Writing isn’t brain surgery, but it’s rare when someone adept at the latter is also so accomplished at the former. Searching for meaning and purpose in his life, Kalanithi pursued a doctorate in literature and had felt certain that he wouldn’t enter the field of medicine, in which his father and other members of his family excelled. “But I couldn’t let go of the question,” he writes, after realizing that his goals “didn’t quite fit in an English department.” “Where did biology, morality, literature and philosophy intersect?” So he decided to set aside his doctoral dissertation and belatedly prepare for medical school, which “would allow me a chance to find answers that are not in books, to find a different sort of sublime, to forge relationships with the suffering, and to keep following the question of what makes human life meaningful, even in the face of death and decay.” The author’s empathy undoubtedly made him an exceptional doctor, and the precision of his prose—as well as the moral purpose underscoring it—suggests that he could have written a good book on any subject he chose.

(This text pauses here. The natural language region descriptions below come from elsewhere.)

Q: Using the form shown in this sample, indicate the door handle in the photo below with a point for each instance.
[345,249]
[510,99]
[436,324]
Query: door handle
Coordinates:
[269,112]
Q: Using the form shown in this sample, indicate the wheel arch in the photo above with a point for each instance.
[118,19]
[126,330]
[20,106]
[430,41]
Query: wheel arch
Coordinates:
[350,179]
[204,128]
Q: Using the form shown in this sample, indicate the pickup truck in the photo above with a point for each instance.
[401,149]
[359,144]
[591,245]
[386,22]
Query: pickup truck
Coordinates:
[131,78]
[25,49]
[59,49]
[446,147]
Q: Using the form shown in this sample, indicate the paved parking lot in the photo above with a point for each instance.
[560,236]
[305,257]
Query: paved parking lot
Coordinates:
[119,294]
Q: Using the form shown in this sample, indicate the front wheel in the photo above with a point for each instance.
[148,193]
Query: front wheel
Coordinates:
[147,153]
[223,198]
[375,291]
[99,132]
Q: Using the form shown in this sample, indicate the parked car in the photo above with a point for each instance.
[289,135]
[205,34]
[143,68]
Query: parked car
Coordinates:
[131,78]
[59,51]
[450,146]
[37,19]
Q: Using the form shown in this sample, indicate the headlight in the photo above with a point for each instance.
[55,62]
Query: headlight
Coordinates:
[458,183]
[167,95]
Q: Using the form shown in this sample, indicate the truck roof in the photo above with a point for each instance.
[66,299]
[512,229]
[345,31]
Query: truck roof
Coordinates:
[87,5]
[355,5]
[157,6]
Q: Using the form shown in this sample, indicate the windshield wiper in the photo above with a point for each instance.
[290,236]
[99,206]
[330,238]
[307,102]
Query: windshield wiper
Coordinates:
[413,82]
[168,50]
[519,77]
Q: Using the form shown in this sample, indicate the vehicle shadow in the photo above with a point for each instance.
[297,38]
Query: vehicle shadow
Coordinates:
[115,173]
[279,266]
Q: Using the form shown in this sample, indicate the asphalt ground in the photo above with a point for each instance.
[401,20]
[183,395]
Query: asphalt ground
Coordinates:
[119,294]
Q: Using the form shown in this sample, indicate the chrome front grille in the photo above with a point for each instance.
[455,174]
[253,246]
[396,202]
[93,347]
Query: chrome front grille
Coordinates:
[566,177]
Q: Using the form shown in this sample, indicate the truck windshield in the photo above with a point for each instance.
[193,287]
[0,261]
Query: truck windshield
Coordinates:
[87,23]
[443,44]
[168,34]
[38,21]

Part of what makes this book so essential is the fact that it was written under a death sentence following the diagnosis that upended his life, just as he was preparing to end his residency and attract offers at the top of his profession. Kalanithi learned he might have 10 years to live or perhaps five. Should he return to neurosurgery (he could and did), or should he write (he also did)? Should he and his wife have a baby? They did, eight months before he died, which was less than two years after the original diagnosis. “The fact of death is unsettling,” he understates. “Yet there is no other way to live.”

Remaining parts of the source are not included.